Ictal Tachycardia in Generalized Tonic-Clonic Seizures
Abstract number :
H.09
Submission category :
Year :
2000
Submission ID :
1130
Source :
www.aesnet.org
Presentation date :
12/2/2000 12:00:00 AM
Published date :
Dec 1, 2000, 06:00 AM
Authors :
Dileep R Nair, Prakash Kotagal, Cleveland Clin Fdn, Cleveland, OH.
RATIONALE:To measure ictal heart rate changes in patients with secondary generalized tonic-clonic seizures (SGTCS) who have intractable localization-related epilepsy. METHODS:Continuous heart rate monitoring with pulse oximetery was performed in patients admitted to the video-EEG monitoring unit who had a history of SGTCS. Nine patients with 13 secondary generalized tonic-clonic seizures were evaluated. Ictal semiology as well as ictal EEG results were also evaluated. The presence or absence of supplemental oxygen administration was also evaluated. RESULTS: Of the nine patients 4 were female. Mean baseline preictal heart rate was 75 (range 60 to 98). Mean highest ictal heart rate in all the seizures evaluated was 143 (range 125 to 165). In ten out of the 13 seizures recorded the slope of the ictal tachycardia was interupted by one or more significant peaks prior to which the maximum tachycardia was acheived. In all the seizures monitored, the onset of the rise of heart rate took place prior to the motor phase of the seizure. The beginning of the second peak in eight of the ten seizures with two or more peaks began at the maximum point of desaturation and during the motor phase of the seizure. The onset of the secondary peaks were not affected by delivery of supplemental oxygen to the patient during the SGTCS. CONCLUSIONS:Intractable localization-related epilepsy with secondary generalization is associated with a significant tachycardia which in many patient represents a doubling of their baseline preictal heart rates. In a substantial portion of these patients the ictal tachycardia is composed of two separate peaks.
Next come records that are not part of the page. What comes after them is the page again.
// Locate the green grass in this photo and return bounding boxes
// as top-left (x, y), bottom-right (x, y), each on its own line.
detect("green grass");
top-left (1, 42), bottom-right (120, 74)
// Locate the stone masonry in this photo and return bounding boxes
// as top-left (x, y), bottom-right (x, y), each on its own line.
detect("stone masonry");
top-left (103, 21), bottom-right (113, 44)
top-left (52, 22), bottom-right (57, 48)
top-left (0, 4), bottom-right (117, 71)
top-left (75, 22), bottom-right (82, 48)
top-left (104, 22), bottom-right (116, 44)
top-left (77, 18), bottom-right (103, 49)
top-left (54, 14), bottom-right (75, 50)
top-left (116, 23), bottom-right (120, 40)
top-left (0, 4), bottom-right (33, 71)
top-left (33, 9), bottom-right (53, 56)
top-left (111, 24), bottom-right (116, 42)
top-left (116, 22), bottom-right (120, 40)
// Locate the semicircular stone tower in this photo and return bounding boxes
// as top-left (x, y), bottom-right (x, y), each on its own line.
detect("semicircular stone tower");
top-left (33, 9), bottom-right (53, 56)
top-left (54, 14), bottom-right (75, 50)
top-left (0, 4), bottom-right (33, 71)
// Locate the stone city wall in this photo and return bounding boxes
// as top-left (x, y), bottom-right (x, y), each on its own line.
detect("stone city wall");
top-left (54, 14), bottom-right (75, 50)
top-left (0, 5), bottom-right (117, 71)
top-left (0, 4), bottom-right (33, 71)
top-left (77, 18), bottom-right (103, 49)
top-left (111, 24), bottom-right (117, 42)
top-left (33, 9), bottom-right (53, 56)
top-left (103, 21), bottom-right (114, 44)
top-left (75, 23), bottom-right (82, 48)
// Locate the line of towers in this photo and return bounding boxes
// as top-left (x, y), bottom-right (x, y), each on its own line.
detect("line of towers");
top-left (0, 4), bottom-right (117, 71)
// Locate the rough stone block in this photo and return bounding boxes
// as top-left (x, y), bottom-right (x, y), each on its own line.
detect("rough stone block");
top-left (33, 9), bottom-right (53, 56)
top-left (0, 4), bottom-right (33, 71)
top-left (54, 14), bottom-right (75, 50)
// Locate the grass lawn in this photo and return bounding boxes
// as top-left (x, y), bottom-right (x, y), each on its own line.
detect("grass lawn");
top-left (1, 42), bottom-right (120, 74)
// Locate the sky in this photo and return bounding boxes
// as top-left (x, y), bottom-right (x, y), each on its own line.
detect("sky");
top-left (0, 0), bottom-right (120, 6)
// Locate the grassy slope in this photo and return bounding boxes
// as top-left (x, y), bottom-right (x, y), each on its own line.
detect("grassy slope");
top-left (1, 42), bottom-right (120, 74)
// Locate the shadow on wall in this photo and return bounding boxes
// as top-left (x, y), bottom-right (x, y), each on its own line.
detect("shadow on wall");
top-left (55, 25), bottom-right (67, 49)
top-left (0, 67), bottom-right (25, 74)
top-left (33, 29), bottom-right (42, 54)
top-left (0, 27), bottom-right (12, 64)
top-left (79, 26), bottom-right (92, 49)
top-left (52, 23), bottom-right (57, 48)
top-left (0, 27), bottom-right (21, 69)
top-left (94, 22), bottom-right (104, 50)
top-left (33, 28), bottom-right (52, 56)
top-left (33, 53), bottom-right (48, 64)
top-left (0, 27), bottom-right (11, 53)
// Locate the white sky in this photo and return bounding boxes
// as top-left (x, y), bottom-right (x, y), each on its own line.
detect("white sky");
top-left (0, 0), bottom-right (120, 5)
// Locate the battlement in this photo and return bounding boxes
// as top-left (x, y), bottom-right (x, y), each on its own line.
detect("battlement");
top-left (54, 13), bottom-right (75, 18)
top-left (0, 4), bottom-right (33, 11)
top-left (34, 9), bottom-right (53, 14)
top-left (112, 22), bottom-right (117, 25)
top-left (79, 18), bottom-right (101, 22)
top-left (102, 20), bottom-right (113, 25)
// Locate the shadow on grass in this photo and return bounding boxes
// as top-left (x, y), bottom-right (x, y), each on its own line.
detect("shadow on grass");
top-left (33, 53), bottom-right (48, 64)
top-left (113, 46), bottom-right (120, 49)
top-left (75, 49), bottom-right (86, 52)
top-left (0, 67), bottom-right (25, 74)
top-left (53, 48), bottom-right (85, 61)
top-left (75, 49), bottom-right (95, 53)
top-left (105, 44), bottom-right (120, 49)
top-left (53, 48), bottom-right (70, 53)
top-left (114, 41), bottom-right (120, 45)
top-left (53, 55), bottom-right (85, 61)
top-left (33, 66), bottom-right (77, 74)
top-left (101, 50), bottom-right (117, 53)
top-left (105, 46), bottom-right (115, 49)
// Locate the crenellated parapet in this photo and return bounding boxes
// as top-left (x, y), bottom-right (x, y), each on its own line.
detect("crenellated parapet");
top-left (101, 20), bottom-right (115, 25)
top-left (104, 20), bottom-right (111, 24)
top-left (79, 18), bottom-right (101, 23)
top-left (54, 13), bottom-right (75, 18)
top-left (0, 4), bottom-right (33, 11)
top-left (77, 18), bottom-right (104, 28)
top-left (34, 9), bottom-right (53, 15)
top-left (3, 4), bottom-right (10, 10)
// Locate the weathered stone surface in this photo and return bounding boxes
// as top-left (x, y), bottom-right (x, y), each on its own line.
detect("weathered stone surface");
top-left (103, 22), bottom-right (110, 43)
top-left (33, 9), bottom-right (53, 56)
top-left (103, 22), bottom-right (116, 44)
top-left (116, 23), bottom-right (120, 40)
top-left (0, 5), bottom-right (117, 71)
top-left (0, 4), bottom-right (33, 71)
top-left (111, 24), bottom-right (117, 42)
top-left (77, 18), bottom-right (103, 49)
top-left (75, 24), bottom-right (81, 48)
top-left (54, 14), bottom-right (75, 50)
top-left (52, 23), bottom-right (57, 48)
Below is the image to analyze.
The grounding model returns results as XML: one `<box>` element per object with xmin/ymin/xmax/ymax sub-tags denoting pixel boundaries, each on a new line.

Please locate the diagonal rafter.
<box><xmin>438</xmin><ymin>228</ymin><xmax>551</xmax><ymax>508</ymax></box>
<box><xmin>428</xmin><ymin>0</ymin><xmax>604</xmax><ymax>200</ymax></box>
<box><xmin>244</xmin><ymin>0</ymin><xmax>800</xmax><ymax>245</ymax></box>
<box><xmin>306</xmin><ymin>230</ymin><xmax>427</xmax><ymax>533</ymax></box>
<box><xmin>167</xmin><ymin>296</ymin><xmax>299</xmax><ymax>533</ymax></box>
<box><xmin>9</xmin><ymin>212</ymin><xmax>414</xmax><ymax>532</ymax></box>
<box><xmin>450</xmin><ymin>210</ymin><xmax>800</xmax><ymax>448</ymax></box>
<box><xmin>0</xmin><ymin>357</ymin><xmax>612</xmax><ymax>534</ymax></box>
The onset of tachycardia begins prior to the motor manifestation in these patients, suggesting a mechanism other than metabolic drive as the cause of the tachycardia. The patients with a second peak in their tachycardia had the onset of that peak during the midst of the motor manifestion and at the peak desaturation. The mechanism of this peak may be a result of metabolic drive caused by motor manifestation of the seizure.